Many of us have become experts in our heads – we can say what’s needed, we can justify our position.

Touche. It's safe to say that I hold dear to certain ideas that may not bear scrutiny, or self-defeating thoughts reinforced by an internal dialog that rehearses all the right answers to the wrong questions. It's understandable to a degree. We all have value as human beings, and any answer that would suggest otherwise ought to be dismissed. It's the difference, of course, between being wrong and being wrong about the facts.

But those external facts are niggling, aren't they?

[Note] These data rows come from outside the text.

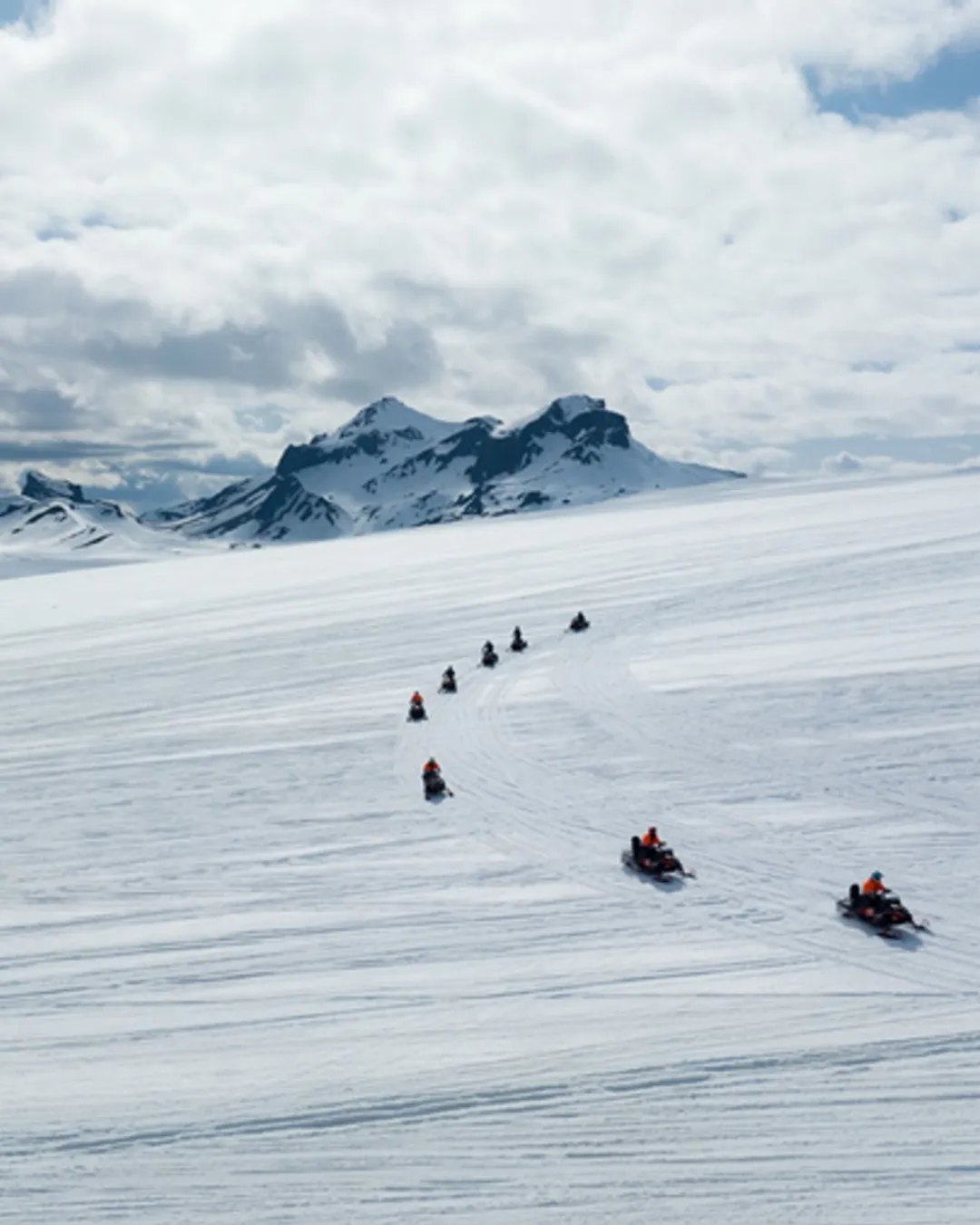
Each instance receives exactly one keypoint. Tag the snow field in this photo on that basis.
(248, 974)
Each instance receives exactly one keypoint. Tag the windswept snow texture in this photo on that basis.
(53, 524)
(249, 975)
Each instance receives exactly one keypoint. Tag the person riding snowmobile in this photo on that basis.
(433, 783)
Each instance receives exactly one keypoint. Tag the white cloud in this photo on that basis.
(479, 206)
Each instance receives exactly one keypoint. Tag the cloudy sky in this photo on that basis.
(753, 226)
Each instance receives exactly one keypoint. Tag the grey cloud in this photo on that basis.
(41, 409)
(478, 307)
(266, 357)
(408, 358)
(65, 450)
(255, 357)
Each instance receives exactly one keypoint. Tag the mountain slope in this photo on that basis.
(394, 467)
(53, 524)
(250, 976)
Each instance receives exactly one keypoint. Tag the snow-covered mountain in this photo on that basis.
(54, 524)
(250, 976)
(392, 467)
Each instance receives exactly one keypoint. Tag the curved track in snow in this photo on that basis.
(249, 974)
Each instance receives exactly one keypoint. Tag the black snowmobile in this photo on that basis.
(434, 784)
(659, 863)
(881, 912)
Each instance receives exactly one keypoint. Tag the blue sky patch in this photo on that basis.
(949, 83)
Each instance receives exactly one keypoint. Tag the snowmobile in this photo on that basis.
(659, 863)
(881, 912)
(434, 784)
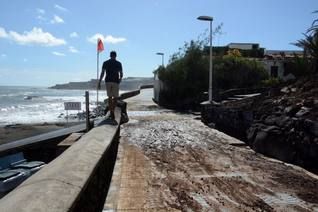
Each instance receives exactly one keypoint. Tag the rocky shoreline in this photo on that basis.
(281, 125)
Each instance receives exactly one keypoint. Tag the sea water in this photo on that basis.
(19, 105)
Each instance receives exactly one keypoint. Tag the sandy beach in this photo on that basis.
(8, 133)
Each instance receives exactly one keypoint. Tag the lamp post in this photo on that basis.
(162, 55)
(209, 18)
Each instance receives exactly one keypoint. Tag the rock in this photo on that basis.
(284, 122)
(303, 111)
(292, 110)
(311, 126)
(270, 120)
(309, 102)
(285, 90)
(211, 125)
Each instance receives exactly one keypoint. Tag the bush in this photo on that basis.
(186, 77)
(237, 72)
(271, 82)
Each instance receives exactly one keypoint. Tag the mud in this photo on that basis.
(188, 166)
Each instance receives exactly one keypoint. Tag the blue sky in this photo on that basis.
(45, 42)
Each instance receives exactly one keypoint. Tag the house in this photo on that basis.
(277, 63)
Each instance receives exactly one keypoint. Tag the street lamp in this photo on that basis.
(162, 54)
(208, 18)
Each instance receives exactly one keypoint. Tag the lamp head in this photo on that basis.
(205, 18)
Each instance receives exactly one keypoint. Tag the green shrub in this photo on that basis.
(271, 82)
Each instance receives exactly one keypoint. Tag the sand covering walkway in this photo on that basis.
(172, 162)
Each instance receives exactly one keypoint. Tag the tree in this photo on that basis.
(310, 44)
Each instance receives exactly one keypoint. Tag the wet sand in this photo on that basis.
(173, 162)
(8, 133)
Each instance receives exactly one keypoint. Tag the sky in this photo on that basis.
(46, 42)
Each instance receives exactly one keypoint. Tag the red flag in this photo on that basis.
(100, 45)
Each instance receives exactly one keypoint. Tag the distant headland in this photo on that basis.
(129, 83)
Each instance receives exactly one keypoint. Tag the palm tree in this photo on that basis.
(310, 44)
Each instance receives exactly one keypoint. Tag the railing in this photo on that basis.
(78, 179)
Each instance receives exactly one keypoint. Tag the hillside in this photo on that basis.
(129, 83)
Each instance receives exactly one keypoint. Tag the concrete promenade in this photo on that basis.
(172, 162)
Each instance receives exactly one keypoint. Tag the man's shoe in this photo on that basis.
(112, 115)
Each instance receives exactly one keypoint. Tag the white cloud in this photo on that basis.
(58, 54)
(41, 18)
(40, 11)
(74, 35)
(73, 49)
(57, 20)
(106, 39)
(36, 36)
(60, 8)
(3, 33)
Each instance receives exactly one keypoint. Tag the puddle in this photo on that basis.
(142, 113)
(283, 199)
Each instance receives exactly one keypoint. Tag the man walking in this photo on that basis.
(114, 74)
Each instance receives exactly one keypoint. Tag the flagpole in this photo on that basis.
(97, 76)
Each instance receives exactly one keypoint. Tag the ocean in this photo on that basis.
(22, 105)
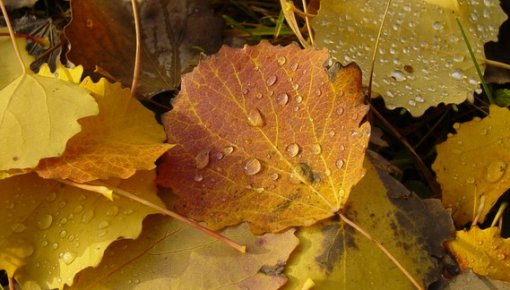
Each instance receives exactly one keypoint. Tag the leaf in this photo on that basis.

And if I'm going to go beyond a reflexive defensiveness, If I am going to profit from the experience of others, then a willingness entertain challenging ideas is not just an act of courage, but one of personal development. Scott Berkun makes much the same point in recent blog post, asking: when was the last time you changed your mind about something important?

Perhaps it's a journal that sheds light on a pattern of inaction, or that trusted friend who can challenge your thinking, or maybe you make a point of attending the IdeaFestival next Oct., but it's important to find a practice that regularly exposes you to things that you may not, at first glance, appreciate or like. McWaters believes play can go a long way toward overcoming the privilege we accord our own thinking.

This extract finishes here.